Now, I do have to admit that the sun glistening on the crystal white snow is a sight to behold, and watching the snow showers off pine needles was a magical sight. I don’t even like to be out in cold weather, but I hate knowing we can’t go anywhere in an emergency.
Charlie called as soon as the roads iced to let me know that his all-wheel Mariner could get us anywhere we needed to go, no matter what the weather. And Adam has assured me that if we had an emergency, he could come rescue us. It is grand to live where there are still gallant knights that their gracious ladies will lend to others in distress.
Mountaintop Mary called to remind me that I should fill the bathtub with water, in case the electricity goes out, which is a rather common occurrence when you combine winter storms with pine trees and above ground utility wires.

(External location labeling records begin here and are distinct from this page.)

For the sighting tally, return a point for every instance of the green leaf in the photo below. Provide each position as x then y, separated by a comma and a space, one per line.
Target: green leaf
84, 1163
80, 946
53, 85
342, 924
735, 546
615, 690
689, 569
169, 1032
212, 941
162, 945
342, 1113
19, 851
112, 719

Of course, it follows that if the power goes out, the electric well pump won’t pump water to the house. This means that it won’t be long before the toilets stop flushing. I hadn’t thought of that. I knew we had several gallons of drinking water, but that wouldn’t give us many flushes.
I was in such a state that I immediately filled both tubs, forgetting entirely that one of the safety features of our property is that we have two creeks that run with high volumes of water whenever we have snow or rain. It’s a good thing, too, because the stoppers in our tubs must not have good seals. The tubs were empty when we awakened.
I’m trying to think like a survivalist. I have food stored all over the house, including under our bed. We have canned fuel for our chafing dish for cooking, and a fireplace with lots of wood for heat. Richard brought in the sub-zero sleeping bags from Morrissey Manor. I’m considering having Richard carry in the heavy duty batteries from the non-movable RV and the converter from the van, so that we can continue to work on our computers, and he can watch TV. We may even consider investing in a solar collection panel like Jack’s been using. I know he gets several hours of running a light bulb off a solar charge.
When we moved from Louisiana, we were tired of evacuating for the most common emergency, hurricanes. Little did we know that hunkering down came with its own set of problems, which we now have to learn to address.